Mit der Angabe, dass der tägliche Wasserverbrauch pro Kopf in Istanbul 186 Liter beträgt und der tägliche allgemeine Wasserverbrauch der Stadt ab 2021 etwa 3 Milliarden Liter beträgt, „spiegelt sich jede Negativität gegenüber Wasser in unserer Lebensmittel- und Industrieproduktion wider Punkt, wie in jedem Bereich“, sagte er. Wir machen unsere Stadt unter der Führung unseres Präsidenten in Sachen Wasser und Strom fit für die Zukunft. Wenn wir die letzten 19 Jahre betrachten, belaufen sich die Investitionen allein im Wasserbereich in Istanbul auf etwa 19 Milliarden Lire. Sie ist von 12 auf 119 gestiegen, also um das 9-fache gestiegen.“ Yerlikaya wies darauf hin, dass der Klimawandel hydrometeorologische Katastrophen, starke Regenfälle und Flutkatastrophen mit sich bringt.
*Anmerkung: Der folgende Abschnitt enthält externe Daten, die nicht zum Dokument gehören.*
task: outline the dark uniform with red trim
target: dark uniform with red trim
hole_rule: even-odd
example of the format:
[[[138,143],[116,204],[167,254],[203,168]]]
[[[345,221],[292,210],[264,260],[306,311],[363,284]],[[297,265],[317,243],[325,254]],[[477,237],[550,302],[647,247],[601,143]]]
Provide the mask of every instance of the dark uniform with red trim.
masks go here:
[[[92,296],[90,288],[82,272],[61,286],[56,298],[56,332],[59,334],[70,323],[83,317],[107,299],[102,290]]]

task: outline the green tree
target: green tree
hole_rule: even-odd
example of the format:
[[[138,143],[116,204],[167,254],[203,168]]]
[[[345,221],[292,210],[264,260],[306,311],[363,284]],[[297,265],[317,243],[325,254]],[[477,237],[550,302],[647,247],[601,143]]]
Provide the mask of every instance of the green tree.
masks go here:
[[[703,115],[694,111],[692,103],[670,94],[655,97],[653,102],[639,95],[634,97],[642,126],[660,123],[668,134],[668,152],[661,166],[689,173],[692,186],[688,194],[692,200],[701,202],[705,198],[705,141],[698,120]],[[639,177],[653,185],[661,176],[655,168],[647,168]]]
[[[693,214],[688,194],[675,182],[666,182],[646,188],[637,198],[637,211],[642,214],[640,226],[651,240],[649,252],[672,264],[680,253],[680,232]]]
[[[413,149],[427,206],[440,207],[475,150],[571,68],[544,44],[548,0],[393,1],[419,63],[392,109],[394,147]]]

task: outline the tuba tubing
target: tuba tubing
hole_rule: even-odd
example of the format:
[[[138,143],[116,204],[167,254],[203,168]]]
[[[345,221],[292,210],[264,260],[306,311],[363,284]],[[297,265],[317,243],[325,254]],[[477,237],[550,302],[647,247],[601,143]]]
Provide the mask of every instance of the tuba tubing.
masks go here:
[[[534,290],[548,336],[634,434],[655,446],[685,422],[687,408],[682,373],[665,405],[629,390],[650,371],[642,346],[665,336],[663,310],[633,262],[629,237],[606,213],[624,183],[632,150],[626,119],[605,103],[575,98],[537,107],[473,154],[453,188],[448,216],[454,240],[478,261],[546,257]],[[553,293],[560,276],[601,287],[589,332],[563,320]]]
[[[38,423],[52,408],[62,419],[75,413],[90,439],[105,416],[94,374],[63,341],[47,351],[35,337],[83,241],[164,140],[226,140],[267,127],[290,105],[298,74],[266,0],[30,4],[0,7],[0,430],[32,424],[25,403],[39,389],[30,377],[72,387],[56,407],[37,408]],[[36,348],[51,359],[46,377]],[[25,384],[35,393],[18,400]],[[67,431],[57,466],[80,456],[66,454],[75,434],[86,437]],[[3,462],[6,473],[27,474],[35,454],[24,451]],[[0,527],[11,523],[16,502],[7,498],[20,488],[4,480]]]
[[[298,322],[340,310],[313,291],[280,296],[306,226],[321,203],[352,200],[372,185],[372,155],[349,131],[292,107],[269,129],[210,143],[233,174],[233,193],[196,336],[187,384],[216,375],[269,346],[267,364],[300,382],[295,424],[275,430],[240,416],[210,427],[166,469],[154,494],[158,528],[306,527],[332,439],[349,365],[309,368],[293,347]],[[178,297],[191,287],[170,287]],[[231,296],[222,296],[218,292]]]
„GEMEINSAM MÜSSEN WIR UMSETZEN, WAS ZU TUN IST“

Unter Hinweis auf die Notwendigkeit, die Wasserressourcen zu schützen, sagte Yerlikaya: „Anhand der unter der Führung unseres Präsidenten angekündigten ‚Netto-Null-Emissions- und grünen Entwicklungsrevolution‘ von 2053 werden kurz-, mittel- und langfristige Strategien festgelegt und Anstrengungen unternommen die zerstörerischen Auswirkungen des Klimawandels reduzieren. Von Schienenverkehrssystemen bis zu Elektrofahrzeugen, von Fahrradwegen bis zum elektrischen Aufladen. Wir müssen gemeinsam umsetzen, was an Kraftwerken getan werden muss, von grüner Produktion bis zu erneuerbarem Strom“, sagte er.